Germany is considering leaving the 6th generation fighter program developed jointly with France and Spain to join the rival GCAP, which has the United Kingdom, Italy and Japan as partners.
The hypothesis was leaked by a source from The Times in the German government, led by Chancellor Olaf Scholz.
According to the report, Germany was dissatisfied with the direction of the Future Combat Air System (FCAS) program, which was halted after a dispute between Airbus and Dassautl over leadership of the project.
Since the end of last year, however, the partners reached an agreement in which the advanced fighter program began to be divided into equal parts, with the companies Dassault (France), Airbus (Germany) and Indra (Spain) leading the development of the system, which includes a drone and a data cloud network.
But, despite the alignment, Scholz would be unhappy with France’s predominance in the project despite the changes. Furthermore, Germany would have doubts about the competitiveness of the fighter compared to the NGAD program, developed by the United States.
The GCAP (Global Combat Air Programme) program has evolved and should have an agreement officially signed by December. The scheme should be similar, with the United Kingdom (BAE System), Italy (Leonardo) and Japan (Mitsubishi) as equal partners.
Both GCAP and FCAS pursue the same goal, delivering a fighter capable of maintaining their air forces with cutting-edge technology as they see external threats grow.
Germany and the United Kingdom, as well as Italy and Spain, have been partners in the Eurofighter Typhon since the 1980s, which would make joining Airbus (a company led by French and Germans) easier.
Olaf Sholz would also be considering lifting the ban on the sale of 48 Typhoon fighters to Saudi Arabia, something that is likely to displease France, as Dassault intends to sell the same number of Rafale aircraft to the Middle Eastern country.

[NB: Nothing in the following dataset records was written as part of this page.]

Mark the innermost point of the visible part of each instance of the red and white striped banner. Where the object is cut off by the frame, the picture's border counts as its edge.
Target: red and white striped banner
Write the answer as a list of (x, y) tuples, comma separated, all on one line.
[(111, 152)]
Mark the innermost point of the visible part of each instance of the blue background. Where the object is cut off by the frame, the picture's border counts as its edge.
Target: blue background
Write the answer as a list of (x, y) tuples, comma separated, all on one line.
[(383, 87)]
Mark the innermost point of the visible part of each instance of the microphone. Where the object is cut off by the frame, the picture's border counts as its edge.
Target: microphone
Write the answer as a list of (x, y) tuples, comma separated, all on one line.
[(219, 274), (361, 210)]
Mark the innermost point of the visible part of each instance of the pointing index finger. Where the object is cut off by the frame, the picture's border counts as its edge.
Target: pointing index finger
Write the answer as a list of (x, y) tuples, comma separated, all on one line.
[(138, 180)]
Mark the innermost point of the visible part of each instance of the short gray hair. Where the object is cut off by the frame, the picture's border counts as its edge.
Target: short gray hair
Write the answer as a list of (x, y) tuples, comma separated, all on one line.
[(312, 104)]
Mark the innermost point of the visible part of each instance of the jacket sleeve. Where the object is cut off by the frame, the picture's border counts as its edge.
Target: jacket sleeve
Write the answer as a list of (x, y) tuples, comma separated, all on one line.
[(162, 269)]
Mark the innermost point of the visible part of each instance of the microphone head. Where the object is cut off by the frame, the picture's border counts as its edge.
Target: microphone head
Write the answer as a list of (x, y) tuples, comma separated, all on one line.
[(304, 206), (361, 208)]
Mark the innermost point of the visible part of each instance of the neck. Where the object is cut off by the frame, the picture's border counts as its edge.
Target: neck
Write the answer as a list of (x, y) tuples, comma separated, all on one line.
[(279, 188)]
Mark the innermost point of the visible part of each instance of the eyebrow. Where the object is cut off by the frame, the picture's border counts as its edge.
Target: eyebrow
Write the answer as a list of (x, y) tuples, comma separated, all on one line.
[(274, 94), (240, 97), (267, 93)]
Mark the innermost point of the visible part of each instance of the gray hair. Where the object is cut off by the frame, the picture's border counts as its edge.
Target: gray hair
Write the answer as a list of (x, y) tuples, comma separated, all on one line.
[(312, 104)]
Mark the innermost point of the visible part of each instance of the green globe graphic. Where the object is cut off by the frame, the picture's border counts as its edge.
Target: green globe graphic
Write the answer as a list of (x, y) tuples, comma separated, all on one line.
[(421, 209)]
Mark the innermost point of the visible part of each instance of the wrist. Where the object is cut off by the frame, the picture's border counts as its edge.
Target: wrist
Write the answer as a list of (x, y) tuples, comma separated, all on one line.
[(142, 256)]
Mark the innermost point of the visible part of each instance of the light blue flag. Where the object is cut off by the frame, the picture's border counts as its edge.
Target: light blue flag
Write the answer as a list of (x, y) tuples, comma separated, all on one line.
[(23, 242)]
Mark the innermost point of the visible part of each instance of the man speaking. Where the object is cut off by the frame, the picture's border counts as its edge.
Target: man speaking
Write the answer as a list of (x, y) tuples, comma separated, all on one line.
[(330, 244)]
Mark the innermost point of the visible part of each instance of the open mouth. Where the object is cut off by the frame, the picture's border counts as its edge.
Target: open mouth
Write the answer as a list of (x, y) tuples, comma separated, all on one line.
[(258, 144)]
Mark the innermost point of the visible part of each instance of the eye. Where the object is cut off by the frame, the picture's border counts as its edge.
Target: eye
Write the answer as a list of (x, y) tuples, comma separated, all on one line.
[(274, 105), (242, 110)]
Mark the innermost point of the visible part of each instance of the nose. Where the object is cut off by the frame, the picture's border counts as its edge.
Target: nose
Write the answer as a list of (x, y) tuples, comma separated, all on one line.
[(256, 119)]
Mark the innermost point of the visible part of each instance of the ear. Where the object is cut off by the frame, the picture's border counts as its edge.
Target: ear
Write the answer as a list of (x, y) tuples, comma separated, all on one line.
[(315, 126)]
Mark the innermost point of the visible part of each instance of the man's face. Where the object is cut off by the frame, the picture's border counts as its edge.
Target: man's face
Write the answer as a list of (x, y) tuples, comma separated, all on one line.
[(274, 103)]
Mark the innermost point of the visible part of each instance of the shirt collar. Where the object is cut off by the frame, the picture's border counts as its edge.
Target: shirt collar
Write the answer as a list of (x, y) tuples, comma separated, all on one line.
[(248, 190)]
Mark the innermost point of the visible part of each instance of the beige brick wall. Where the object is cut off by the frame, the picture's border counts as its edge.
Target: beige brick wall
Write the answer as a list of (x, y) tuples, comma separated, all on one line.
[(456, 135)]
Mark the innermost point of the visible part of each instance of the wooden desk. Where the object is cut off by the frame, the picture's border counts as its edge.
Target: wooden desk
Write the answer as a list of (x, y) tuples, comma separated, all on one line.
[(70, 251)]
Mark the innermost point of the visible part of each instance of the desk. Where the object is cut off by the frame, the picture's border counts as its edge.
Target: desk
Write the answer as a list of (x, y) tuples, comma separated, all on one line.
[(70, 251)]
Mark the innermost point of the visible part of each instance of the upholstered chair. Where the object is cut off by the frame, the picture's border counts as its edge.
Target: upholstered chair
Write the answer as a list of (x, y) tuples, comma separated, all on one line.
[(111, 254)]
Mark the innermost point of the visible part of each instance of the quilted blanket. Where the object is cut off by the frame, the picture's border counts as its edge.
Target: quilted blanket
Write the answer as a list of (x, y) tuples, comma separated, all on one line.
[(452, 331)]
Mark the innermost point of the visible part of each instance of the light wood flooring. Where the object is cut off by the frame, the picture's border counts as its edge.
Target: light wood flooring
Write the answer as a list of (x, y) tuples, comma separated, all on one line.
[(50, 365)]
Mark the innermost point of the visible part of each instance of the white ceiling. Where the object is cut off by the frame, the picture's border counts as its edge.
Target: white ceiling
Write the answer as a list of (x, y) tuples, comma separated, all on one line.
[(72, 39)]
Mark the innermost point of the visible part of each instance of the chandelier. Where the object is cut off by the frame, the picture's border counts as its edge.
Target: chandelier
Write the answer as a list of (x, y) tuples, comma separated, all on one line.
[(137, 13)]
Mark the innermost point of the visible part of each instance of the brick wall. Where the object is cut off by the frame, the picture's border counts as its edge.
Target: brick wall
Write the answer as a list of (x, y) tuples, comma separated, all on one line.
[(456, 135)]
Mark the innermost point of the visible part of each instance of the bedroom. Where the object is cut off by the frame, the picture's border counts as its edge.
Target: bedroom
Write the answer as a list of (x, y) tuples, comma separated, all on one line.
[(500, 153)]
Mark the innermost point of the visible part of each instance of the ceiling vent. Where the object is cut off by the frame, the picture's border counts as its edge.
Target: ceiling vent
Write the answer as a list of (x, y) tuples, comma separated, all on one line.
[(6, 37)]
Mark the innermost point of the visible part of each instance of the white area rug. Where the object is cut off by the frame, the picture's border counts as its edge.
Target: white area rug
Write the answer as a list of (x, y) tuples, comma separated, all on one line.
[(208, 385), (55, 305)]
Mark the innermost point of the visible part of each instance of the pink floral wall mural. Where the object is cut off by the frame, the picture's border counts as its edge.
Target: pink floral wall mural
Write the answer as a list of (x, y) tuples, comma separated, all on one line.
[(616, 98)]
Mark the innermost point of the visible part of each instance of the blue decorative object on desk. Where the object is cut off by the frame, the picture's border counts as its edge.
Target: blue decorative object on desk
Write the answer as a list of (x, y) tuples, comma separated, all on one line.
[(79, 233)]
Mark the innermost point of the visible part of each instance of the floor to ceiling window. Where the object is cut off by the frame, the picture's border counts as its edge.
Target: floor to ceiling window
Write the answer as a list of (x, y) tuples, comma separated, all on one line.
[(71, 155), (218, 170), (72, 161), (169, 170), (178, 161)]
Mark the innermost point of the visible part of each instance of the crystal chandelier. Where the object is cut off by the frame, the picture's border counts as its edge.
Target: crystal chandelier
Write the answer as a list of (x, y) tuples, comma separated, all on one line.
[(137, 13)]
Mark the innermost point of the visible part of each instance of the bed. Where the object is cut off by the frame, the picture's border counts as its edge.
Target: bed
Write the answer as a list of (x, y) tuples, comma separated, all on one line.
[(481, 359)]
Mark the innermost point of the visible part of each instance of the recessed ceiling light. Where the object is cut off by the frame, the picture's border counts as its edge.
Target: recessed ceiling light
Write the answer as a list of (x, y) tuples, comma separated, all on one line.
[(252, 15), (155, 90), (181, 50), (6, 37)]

A German government spokesperson, however, stated that “Germany will not withdraw from the FCAS program.”
European stealth fighter
The project for a unique European fighter has been sought after for many decades, but has always come up against prolonged discussions about protagonism. 40 years ago, Dassault decided to abandon negotiations with manufacturers from other countries to launch the Rafale, a rival to the Typhoon.
A joint program bringing together the six countries (and perhaps others like Sweden) has the potential to reduce costs and accelerate development, however, reaching an agreement seems impossible at the moment.
The two new 6th generation fighters are expected to replace supersonic jets such as the Dassault Rafale, the Eurofighter Typhoon, F-2 and F-15 from the mid-2030s.